Graduating this fall from SFU’s Faculty of Education with a master’s in arts education, Harder’s foray into autobiographical research led her on a fascinating life-changing personal and academic journey into her past, while also shaping her future as a teacher and researcher.
Prior to studying at SFU, Harder worked as both a sign-language interpreter and stand-up comic until the unexpected death of her mother.
“My mother died suddenly… and everything just stopped,” says Harder. “I took a few years off and re-thought my life.”
Re-evaluation led to the realization that she needed to be involved in the arts and to go back to school. In 2005, she came to SFU, taking a bachelor of arts (BA), followed by the professional development program (PDP), before deciding to continue her education further with a master of arts (MA) in arts education.
“The MA in arts education appealed to me because it asked students to explore lived experience as a starting point and explore not only my teaching practice but my artistic practice as well.”
This blend of teaching and art would come together for Harder in the most unexpected medium: community radio. Harder attended a weekend workshop in New York City, called “Making Your Dreams Happen” with facilitator Barbara Sher, author of Wishcraft, where it was suggested Harder start her own radio show.
“I had no background or training in media or radio production. … Two weeks later, at SFU, I got off the elevator on the wrong floor. Within minutes, I was standing in front of CJSF (the community radio station at SFU’s Burnaby campus) and within the year, I was producing my own radio show that would become the action site of research for my thesis.”
Producing, hosting, and creating The Arts Edge weekly was a challenging, yet life-changing experience for Harder.
“I’ve met so many interesting and inspiring people through radio and have also discovered my flair for storytelling. I absolutely love radio and producing radio, and from the get-go, I knew that radio was taking me somewhere great.”
While working on her show, Harder began a new segment called “Radio Tales,” inspired by the music she was playing.

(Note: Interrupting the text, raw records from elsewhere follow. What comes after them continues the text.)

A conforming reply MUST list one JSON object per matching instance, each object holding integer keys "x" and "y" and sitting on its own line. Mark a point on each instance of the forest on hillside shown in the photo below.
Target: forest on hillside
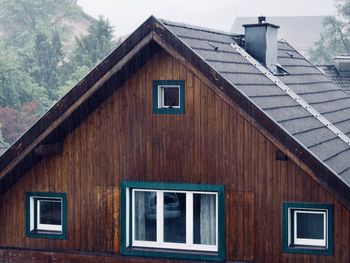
{"x": 41, "y": 58}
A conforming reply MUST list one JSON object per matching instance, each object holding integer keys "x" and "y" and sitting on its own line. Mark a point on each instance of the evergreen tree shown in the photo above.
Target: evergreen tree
{"x": 336, "y": 38}
{"x": 44, "y": 63}
{"x": 92, "y": 48}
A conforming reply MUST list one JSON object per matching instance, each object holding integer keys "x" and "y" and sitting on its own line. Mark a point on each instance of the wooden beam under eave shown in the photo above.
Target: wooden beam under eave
{"x": 49, "y": 149}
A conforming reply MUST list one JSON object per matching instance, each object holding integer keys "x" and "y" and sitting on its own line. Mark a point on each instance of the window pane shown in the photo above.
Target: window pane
{"x": 204, "y": 216}
{"x": 145, "y": 216}
{"x": 50, "y": 212}
{"x": 310, "y": 225}
{"x": 175, "y": 217}
{"x": 171, "y": 96}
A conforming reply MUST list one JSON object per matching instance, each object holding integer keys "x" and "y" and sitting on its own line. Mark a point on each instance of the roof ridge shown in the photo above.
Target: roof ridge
{"x": 198, "y": 28}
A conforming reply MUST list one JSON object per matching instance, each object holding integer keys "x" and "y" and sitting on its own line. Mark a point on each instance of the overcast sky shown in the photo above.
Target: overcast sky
{"x": 127, "y": 15}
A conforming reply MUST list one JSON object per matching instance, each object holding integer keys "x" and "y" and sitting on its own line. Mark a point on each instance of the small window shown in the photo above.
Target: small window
{"x": 308, "y": 228}
{"x": 46, "y": 215}
{"x": 164, "y": 219}
{"x": 168, "y": 97}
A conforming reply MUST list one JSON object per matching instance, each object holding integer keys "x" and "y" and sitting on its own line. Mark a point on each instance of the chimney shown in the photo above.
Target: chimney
{"x": 261, "y": 42}
{"x": 342, "y": 63}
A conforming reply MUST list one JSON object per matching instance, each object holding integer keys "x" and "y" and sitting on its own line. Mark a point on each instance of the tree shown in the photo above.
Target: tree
{"x": 92, "y": 48}
{"x": 15, "y": 122}
{"x": 44, "y": 63}
{"x": 336, "y": 38}
{"x": 16, "y": 86}
{"x": 22, "y": 19}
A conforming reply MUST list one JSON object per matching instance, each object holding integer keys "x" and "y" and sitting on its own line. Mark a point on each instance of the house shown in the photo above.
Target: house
{"x": 185, "y": 143}
{"x": 339, "y": 72}
{"x": 300, "y": 31}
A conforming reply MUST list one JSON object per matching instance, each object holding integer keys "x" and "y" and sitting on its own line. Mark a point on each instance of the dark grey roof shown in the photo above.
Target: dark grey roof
{"x": 342, "y": 80}
{"x": 304, "y": 79}
{"x": 301, "y": 31}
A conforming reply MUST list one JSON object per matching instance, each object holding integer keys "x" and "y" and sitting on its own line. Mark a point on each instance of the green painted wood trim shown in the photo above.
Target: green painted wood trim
{"x": 329, "y": 251}
{"x": 172, "y": 254}
{"x": 180, "y": 110}
{"x": 49, "y": 235}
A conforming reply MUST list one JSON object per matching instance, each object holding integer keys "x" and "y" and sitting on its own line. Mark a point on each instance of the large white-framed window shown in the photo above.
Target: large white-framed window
{"x": 308, "y": 228}
{"x": 173, "y": 217}
{"x": 46, "y": 215}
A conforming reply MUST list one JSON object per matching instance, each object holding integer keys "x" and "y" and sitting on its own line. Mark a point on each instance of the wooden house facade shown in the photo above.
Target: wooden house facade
{"x": 234, "y": 184}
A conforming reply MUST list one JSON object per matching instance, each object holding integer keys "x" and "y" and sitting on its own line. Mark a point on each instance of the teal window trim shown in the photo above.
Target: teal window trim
{"x": 34, "y": 233}
{"x": 170, "y": 253}
{"x": 288, "y": 221}
{"x": 156, "y": 108}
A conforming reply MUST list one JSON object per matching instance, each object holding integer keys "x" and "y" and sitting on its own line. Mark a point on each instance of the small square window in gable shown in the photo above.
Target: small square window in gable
{"x": 46, "y": 215}
{"x": 308, "y": 228}
{"x": 168, "y": 97}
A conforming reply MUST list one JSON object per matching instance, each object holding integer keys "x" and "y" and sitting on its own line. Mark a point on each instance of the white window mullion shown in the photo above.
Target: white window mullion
{"x": 127, "y": 214}
{"x": 189, "y": 218}
{"x": 160, "y": 217}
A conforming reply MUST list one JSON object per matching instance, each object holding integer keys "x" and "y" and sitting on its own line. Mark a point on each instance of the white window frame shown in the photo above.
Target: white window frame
{"x": 307, "y": 241}
{"x": 189, "y": 245}
{"x": 35, "y": 201}
{"x": 161, "y": 96}
{"x": 48, "y": 227}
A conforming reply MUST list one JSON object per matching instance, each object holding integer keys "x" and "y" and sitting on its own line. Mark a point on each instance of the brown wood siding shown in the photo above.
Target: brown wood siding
{"x": 212, "y": 143}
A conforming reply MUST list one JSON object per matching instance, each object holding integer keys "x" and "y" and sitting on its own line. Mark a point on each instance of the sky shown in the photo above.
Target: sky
{"x": 127, "y": 15}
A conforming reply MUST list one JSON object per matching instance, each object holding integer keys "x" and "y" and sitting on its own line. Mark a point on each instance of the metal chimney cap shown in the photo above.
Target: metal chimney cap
{"x": 261, "y": 19}
{"x": 261, "y": 22}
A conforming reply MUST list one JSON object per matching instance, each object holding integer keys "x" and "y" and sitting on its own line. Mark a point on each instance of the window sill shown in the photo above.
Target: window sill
{"x": 46, "y": 234}
{"x": 315, "y": 250}
{"x": 173, "y": 254}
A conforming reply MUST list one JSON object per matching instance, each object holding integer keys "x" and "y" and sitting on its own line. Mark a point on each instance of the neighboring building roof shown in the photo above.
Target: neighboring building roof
{"x": 342, "y": 80}
{"x": 300, "y": 31}
{"x": 211, "y": 53}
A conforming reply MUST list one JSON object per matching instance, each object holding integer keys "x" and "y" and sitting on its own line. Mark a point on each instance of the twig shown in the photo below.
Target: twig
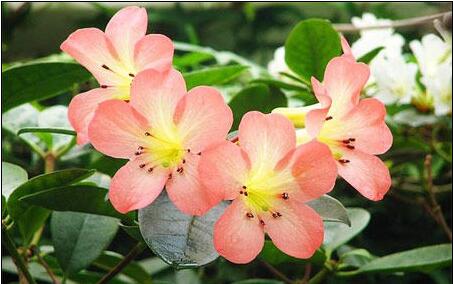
{"x": 41, "y": 260}
{"x": 123, "y": 263}
{"x": 435, "y": 207}
{"x": 277, "y": 273}
{"x": 18, "y": 260}
{"x": 345, "y": 28}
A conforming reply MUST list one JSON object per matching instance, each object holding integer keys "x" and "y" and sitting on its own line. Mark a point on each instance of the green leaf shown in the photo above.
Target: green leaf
{"x": 180, "y": 240}
{"x": 77, "y": 198}
{"x": 337, "y": 234}
{"x": 47, "y": 130}
{"x": 80, "y": 238}
{"x": 420, "y": 259}
{"x": 330, "y": 209}
{"x": 133, "y": 270}
{"x": 213, "y": 75}
{"x": 256, "y": 97}
{"x": 30, "y": 218}
{"x": 310, "y": 46}
{"x": 12, "y": 177}
{"x": 369, "y": 56}
{"x": 38, "y": 81}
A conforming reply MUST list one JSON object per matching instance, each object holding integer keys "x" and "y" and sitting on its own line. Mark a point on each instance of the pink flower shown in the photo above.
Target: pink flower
{"x": 114, "y": 58}
{"x": 268, "y": 179}
{"x": 162, "y": 131}
{"x": 354, "y": 129}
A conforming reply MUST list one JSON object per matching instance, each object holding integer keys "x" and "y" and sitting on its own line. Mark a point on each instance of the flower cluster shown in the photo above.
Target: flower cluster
{"x": 176, "y": 139}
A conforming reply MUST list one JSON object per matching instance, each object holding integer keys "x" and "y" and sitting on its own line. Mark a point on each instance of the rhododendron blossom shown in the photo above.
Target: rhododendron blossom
{"x": 268, "y": 179}
{"x": 162, "y": 131}
{"x": 354, "y": 129}
{"x": 114, "y": 58}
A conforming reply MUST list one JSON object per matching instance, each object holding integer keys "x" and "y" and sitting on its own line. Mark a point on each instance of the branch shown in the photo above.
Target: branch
{"x": 349, "y": 28}
{"x": 17, "y": 258}
{"x": 123, "y": 263}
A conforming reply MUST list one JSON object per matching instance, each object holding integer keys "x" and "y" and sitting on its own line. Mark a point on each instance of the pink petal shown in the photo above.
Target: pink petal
{"x": 224, "y": 169}
{"x": 298, "y": 232}
{"x": 156, "y": 94}
{"x": 344, "y": 79}
{"x": 366, "y": 123}
{"x": 133, "y": 187}
{"x": 186, "y": 191}
{"x": 237, "y": 237}
{"x": 117, "y": 129}
{"x": 81, "y": 110}
{"x": 266, "y": 138}
{"x": 153, "y": 51}
{"x": 203, "y": 118}
{"x": 314, "y": 170}
{"x": 366, "y": 173}
{"x": 125, "y": 29}
{"x": 91, "y": 48}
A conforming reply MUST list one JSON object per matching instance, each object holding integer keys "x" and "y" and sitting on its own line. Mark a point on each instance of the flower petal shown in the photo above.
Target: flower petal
{"x": 153, "y": 51}
{"x": 188, "y": 193}
{"x": 156, "y": 94}
{"x": 266, "y": 138}
{"x": 366, "y": 123}
{"x": 81, "y": 110}
{"x": 203, "y": 118}
{"x": 366, "y": 173}
{"x": 314, "y": 169}
{"x": 117, "y": 129}
{"x": 237, "y": 237}
{"x": 124, "y": 30}
{"x": 133, "y": 187}
{"x": 344, "y": 79}
{"x": 299, "y": 230}
{"x": 224, "y": 169}
{"x": 91, "y": 48}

“I found myself frequently ‘on air’ playing music in which I discovered that many of my memories were held within music,” says Harder, who began writing down these memories while the music was playing. She later shared these personal narratives in her thesis and on the show and led her to research community radio, story, and autobiography.
Unfortunately, a major accident resulted in a five-year period of multiple surgeries, significant pain and home-confinement. The silver lining was that radio, through the power of home production, could travel with her. What some may have seen as a major setback, Elaine used to enrich her research. “My thesis and my ideas got to simmer for an extra five years – I think this has made the world of difference in what I have written.”
Lynn Fels, SFU Education professor and Harder’s supervisor, says she was excited when Harder asked if she could bring radio into her thesis.
“We didn’t know the medical challenges that Elaine would face, her continued commitment to complete her thesis, nor that COVID-19 was just around the corner and that she would be defending her thesis on Zoom, but she did it,” says Fels.
It has been a long and, at times, difficult journey for Harder to get to graduation but her story demonstrates that anything is possible through passion, perseverance and the ability to see the silver linings.
“When our artist practice, and our teaching, is informed from a place of lived experience, we create and teach from the inside out which in turn, makes creating, teaching and learning an authentic practice,” says Harder.